Memphis Minnie was a truly significant figure of the early Blues. Though not as well-known as Bessie Smith, she deserves to be well remembered.

Minnie was born Lizzie Douglas in Algiers, Louisiana, in 1897, the eldest of 13 children of Abe and Gertrude Douglas. When Minnie was 7 the family moved to Walls, Mississippi, just south of Memphis. It was for Christmas one year later that Memphis Minnie received a guitar as a present.

Minnie worked hard on both guitar and banjo. She proved a real talent at both and so fell in love with performing that at age 13 she ran off to live and play on Beale Street in Memphis, returning home from time to time when she would run out of money.

Her work as a street musician got her noticed and she began to tour with Ringling Brothers Circus. The circus gave her a chance to travel and learn how to look out for herself, gaining skills that served her very well when she returned to Beale Street and became immersed in the Blues.


Being a female Blues musician was a very hard life and it must be said that many female Blues artists found it necessary to supplement their meager music income with less respectable work. Financial desperation drove Memphis Minnie into the world’s oldest profession, prostitution.

Minnie was able to rise above life on the streets and went on to a quite successful recording and performing career. She also successively married and worked with Blues musicians Casey Bill Weldon, Kansas Joe McCoy, and Earnest “Little Son Joe” Lawlars.

It was during her second marriage (to McCoy if you are keeping score) that she took the name Memphis Minnie and was subsequently discovered by Columbia Records. Columbia had the idea that men played Blues guitar while women were only to be singers so Minnie often listed her husband or others as main guitarist on her recordings, despite the fact that she was the true lead.


With her powerful singing, mastery of guitar, and skill as a songwriter Memphis Minnie pioneered Blues as a career for the many female singer/songwriter/instrumentalists who have followed and greatly enriched the landscape of the Blues.  

Also on this week’s show we’ll hear from Dr.
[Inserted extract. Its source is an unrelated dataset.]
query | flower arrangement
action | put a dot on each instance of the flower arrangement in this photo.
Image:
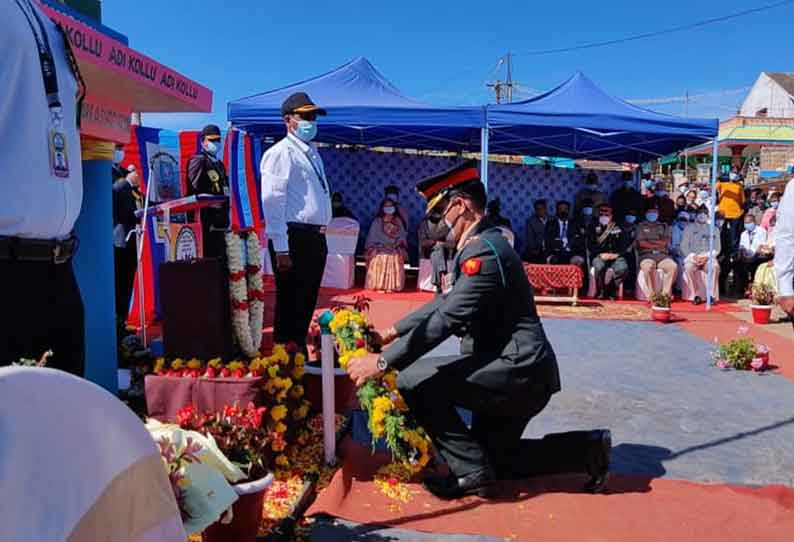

Duke Tumatoe & the Power Trio.

Dr. Duke Tumatoe was born Bill Fiorio in Chicago in 1947. He was a founding member of the band that became REO Speedwagon, though Duke left to form Duke Tumatoe & the All-Star Frogs before REO Speedwagon became a success. The Frogs toured the mid-west with a solid following for 13 years before Tumatoe tired of the road and settled in Avon, Indiana, becoming a guitar teacher at a local music store.


While Duke Tumatoe has kept his day job, he has also felt the itch most musicians do to hit the road from time to time. He formed Dr. Duke Tumatoe & the Power Trio in 1983 and they have toured intermittently ever since. Both the All-Star Frogs and Duke’s current band have had successful recordings with Blind Pig and Duke’s own label, Sweetfinger Music.